Karen Stiles, the executive officer of the non-profit Owners Corporation Network, said there needed to be “root and branch reform” of the building industry to restore public confidence.
“We need rigour in the system to ensure that buildings are delivered fit for purpose,” she said.
Severe cracking in the Opal Tower at Olympic Park in December 2018, and the evacuation from Mascot Towers six months later, have stoked the fire of growing public concerns. Of the four in five people aware of the problems, 91% said they were a little or a lot more concerned.
Committee for Sydney chief executive Gabriel Metcalf said the appointment of a building commissioner in August, and reforms to make it easier for people who bought defective properties to seek damages, were important steps towards restoring confidence.
“However, all parties – government, industry, regulators – must work to rebuild public confidence,” he said.
An independent NSW parliamentary inquiry into the building standard practices will also resume next month. The representative sample of 1000 Sydney residents shows younger people are more likely than retirees and those 50 and over to support greater housing density.
Mr. Metcalf said it reflected a global pattern of results where younger people were choosing the convenience of denser living over suburban areas. This means demand for “in-city living” will keep increasing as well as the need for more urban development.

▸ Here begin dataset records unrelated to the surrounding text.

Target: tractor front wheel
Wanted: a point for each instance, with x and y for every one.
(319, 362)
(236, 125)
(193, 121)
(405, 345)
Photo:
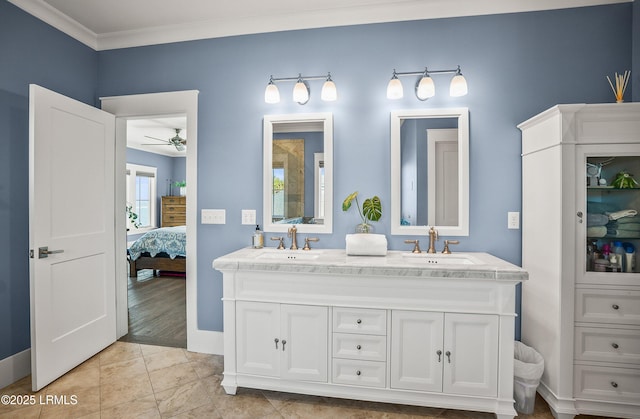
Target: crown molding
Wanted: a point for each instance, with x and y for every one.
(396, 11)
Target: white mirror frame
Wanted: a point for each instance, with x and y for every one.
(326, 118)
(462, 114)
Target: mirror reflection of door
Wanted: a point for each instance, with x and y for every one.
(288, 180)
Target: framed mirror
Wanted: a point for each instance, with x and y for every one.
(298, 173)
(430, 171)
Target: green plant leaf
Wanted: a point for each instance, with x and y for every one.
(346, 204)
(372, 208)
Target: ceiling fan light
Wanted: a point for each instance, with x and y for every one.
(301, 92)
(271, 93)
(458, 86)
(425, 88)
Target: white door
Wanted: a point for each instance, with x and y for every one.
(258, 338)
(471, 354)
(71, 215)
(416, 350)
(304, 332)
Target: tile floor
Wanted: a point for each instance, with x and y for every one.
(130, 380)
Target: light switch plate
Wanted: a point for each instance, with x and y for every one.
(513, 220)
(213, 216)
(249, 217)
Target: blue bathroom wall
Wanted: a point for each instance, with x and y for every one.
(30, 52)
(516, 65)
(635, 75)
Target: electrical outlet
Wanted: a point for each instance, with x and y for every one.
(213, 216)
(513, 220)
(249, 217)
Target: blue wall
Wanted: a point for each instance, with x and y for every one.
(169, 170)
(516, 65)
(32, 52)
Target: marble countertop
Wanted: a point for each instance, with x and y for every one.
(463, 265)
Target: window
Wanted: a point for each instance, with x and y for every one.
(141, 196)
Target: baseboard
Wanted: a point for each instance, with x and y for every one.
(205, 341)
(15, 367)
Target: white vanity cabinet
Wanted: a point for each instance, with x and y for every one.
(445, 352)
(389, 329)
(581, 313)
(282, 340)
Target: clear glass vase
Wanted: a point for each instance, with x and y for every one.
(364, 228)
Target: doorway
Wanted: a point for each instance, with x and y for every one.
(147, 106)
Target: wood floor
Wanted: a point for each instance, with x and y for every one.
(157, 310)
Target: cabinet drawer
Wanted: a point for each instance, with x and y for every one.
(360, 373)
(174, 200)
(608, 306)
(607, 384)
(360, 320)
(173, 219)
(607, 344)
(358, 346)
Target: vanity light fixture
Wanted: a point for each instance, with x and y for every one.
(425, 88)
(301, 90)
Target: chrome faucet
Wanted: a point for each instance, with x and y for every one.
(433, 236)
(293, 234)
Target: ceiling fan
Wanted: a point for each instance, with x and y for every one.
(176, 141)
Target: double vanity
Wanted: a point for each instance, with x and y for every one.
(419, 329)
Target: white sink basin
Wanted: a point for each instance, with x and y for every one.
(289, 254)
(441, 259)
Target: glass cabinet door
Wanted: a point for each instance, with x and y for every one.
(608, 213)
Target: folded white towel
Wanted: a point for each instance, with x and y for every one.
(366, 244)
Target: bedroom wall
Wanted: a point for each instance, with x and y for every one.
(516, 65)
(30, 52)
(166, 173)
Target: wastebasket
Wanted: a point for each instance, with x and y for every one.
(527, 371)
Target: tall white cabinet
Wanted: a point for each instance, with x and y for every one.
(578, 311)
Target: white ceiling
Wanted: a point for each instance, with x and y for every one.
(110, 24)
(140, 131)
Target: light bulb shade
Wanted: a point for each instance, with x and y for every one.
(329, 92)
(300, 92)
(271, 93)
(458, 86)
(425, 88)
(394, 89)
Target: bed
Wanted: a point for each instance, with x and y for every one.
(162, 249)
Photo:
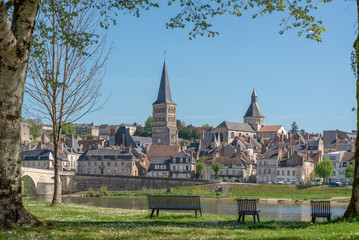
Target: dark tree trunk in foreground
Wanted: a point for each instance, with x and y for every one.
(353, 208)
(15, 41)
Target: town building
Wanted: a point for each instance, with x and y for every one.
(182, 165)
(87, 129)
(164, 124)
(272, 132)
(227, 131)
(107, 161)
(341, 160)
(38, 158)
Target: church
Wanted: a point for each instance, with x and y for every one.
(164, 124)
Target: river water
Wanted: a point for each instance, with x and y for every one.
(280, 211)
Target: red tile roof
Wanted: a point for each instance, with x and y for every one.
(270, 128)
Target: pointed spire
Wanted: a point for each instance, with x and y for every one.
(253, 109)
(164, 92)
(254, 96)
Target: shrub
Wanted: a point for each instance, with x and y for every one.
(90, 193)
(103, 191)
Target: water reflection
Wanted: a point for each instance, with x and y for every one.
(281, 211)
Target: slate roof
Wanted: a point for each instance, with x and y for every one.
(236, 126)
(253, 109)
(164, 92)
(106, 153)
(142, 141)
(270, 128)
(128, 138)
(35, 154)
(348, 157)
(181, 154)
(162, 151)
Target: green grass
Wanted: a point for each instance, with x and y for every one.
(295, 192)
(87, 222)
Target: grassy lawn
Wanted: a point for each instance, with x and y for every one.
(295, 192)
(87, 222)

The highest support for greater urban density is in satellite centers such as Parramatta, Liverpool and Chatswood, and outer suburbs within the Hills District and the Sutherland Shire, while the lowest support is in the CBD and inner city.
With Sydney experiencing a boom in apartment buildings in the past decade, support for greater density in people’s own suburbs has dropped. A third of those surveyed were supportive, down from 40% in 2018. The survey found people rated the best aspects of high-density living as a convenience and cheaper housing, while the worst were the crowded nature of developments and neighbors.
It also revealed confusion about the meaning of the term “medium density”, a term that prompted descriptions ranging from townhouses and apartments to low-rise buildings. NSW Planning Minister Rob Stokes has been a keen supporter of a medium-density housing code as a way to increase the diversity of housing across Sydney. But the implementation of the code, which will make it easier for landowners and developers to construct terraces and other medium-density homes, has been delayed until July 2020 by which many restless heads will be focused on the safety of everyone rather than the money coming into the building redevelopment.